The Year I Became Isabella Anders (Sunnyvale, #1)(13)



I jerk back from the door. “What the hell?” I say louder than I mean to.

Indigo captures my arm and tows me back down the hallway, making a beeline for the front door. I don’t know if my grandma or dad heard me, but the bedroom door is still shut by the time Indigo drags me outside. She only releases me when we’ve crossed the parking lot and reached the tree area across from the apartment.

“Holy shit.” I run my fingers through my hair as I pace back and forth across the grass. “I don’t get what just happened. I don’t . . . none of this makes sense.” I place my hands on my hips and hunch forward as my stomach burns. “Keep me? He chose to keep me . . . I don’t understand.” I peer up at Indigo, who has a cigarette between her lips and a lighter in her hand. “Do you know what any of that was about?”

She cups her hands around her mouth and lights the cigarette. “I’m not positive, but I have a few theories,” she says, a cloud of smoke circling her face. “But they’re just theories based on shit I’ve heard my mother and father talking about.”

Still woozy, I squat down and inhale deeply. “What are the theories?”

“I’m not sure I should tell you,” she says, eyeing me warily. “You already look like you’re about to hack your guts up.”

“I feel like I’m going to hack my guts up.”

“Here.” She crouches down in front of me and offers me her cigarette.

I scrunch my nose. “I don’t smoke.”

“I know, but a drag or two might help you chill out.”

The smoke burns my nostrils as I take the cigarette from her hands. My fingers shake as I lift the end to my lips and inhale. “Holy shit, that burns,” I say through a fitful of coughs as my lungs drown in smoke.

Indigo laughs in amusement as she removes the cigarette from my hands. “Sorry. I probably should’ve warned you first, but I thought going in blind might make it more exciting for you.” She sits down in the grass and takes a few drags as I catch my breath.

Once I no longer feel like a ninja used my lungs as a punching bag, I settle in the grass beside her. “I wanna hear your theories. In fact, I need to hear them; otherwise, I’ll come up with my own. And my head is full of all sorts of crazy.”

She sighs heavily. “I was hoping the whole smoking thing would distract you from that.”

Shaking my head, I pick at the grass. “How can I think of anything else, when it sounds like I was . . . adopted?”

“Is that what you think that was about?” she asks, squinting at the highway in front of us.

“Um, yeah.” I massage my temples as my head pulsates. All this time, I knew I didn’t quite fit in with my family, that I was an outcast. Different. And yeah, the thought crossed my mind that maybe I was adopted, but the thought was never out of seriousness. “What else could it be?”

She grazes her thumb across the end of the cigarette, scattering ashes all over the grass. “It could be adoption . . . or it could be that maybe your . . .” She looks at me and pity fills her eyes. “Have you ever wondered why your mom treats you like shit?”

“You’ve noticed that?”

“Isa, everyone who’s ever crossed paths with the two of you knows there’s tension between you and your mother.”

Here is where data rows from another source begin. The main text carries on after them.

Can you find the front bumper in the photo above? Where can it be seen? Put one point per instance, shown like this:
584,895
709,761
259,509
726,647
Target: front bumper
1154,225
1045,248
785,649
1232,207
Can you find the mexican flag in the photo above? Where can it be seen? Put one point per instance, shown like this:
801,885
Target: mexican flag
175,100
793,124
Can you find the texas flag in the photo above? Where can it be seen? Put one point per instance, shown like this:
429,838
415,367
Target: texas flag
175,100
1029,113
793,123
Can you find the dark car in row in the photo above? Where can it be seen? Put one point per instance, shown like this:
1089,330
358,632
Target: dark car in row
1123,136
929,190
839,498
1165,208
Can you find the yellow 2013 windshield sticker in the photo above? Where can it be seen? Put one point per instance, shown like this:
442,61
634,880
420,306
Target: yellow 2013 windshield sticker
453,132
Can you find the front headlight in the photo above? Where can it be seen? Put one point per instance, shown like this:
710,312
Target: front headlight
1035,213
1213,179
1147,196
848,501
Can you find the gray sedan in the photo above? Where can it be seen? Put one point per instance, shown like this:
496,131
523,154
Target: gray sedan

“Tension from her,” I point out. “I try to be nice, but she acts like I’m some sort of vile reptile or something.”

She puts her cigarette between her lips and smoke laces the air as she dazes off at the highway again. “I have this theory that maybe the reason she’s always treated you like shit is because maybe you remind her of a shitty time in her life . . . maybe something shitty your dad did to her that kind of led to the procreation of you.”

It takes a second or two to process what she’s implying. “Wait . . . you think . . .” I shake my head. “No, there’s no way. My dad didn’t have an affair . . . he wouldn’t do that to my mom. Trust me. He does everything she says, sometimes too much.”

Her brows arch. “He wouldn’t, huh? Okay, I guess my theory’s wrong.”

I shake my head, but inside, my wheels are turning. All those times my mother looked at me with such disdain, and sometimes jealousy, are starting to make sense.

“I know this isn’t what you want to hear,” she says then mutters, “Although, I don’t know why. Your mom’s a bitch.” She clears her throat. “But you have to admit it kind of makes sense.”

I lower my head into my hands. “None of this makes sense. Where did you even get this theory? Did you just pull it out of your ass, or is it based on some sort of legit info?”

“I heard a rumor,” she says. “Or, well, I overheard my mom and dad gossiping about your family once, and my mom said something about the other woman, and how it was a good thing your dad didn’t leave you with her.”

Wide-eyed, I lift my head and gape at her. “How long ago was this?”

She shrugs as she puts the cigarette out in a patch of dirt. “I don’t know. Like a few years ago or something.”

“Why didn’t you ever say anything to me?”

“Isa, this is like the longest the two of us have talked. Usually, at reunions, your family stays in a hotel and spends a whole lot of time sitting around in the corner with your noses stuck in the air like a bunch of snobs.”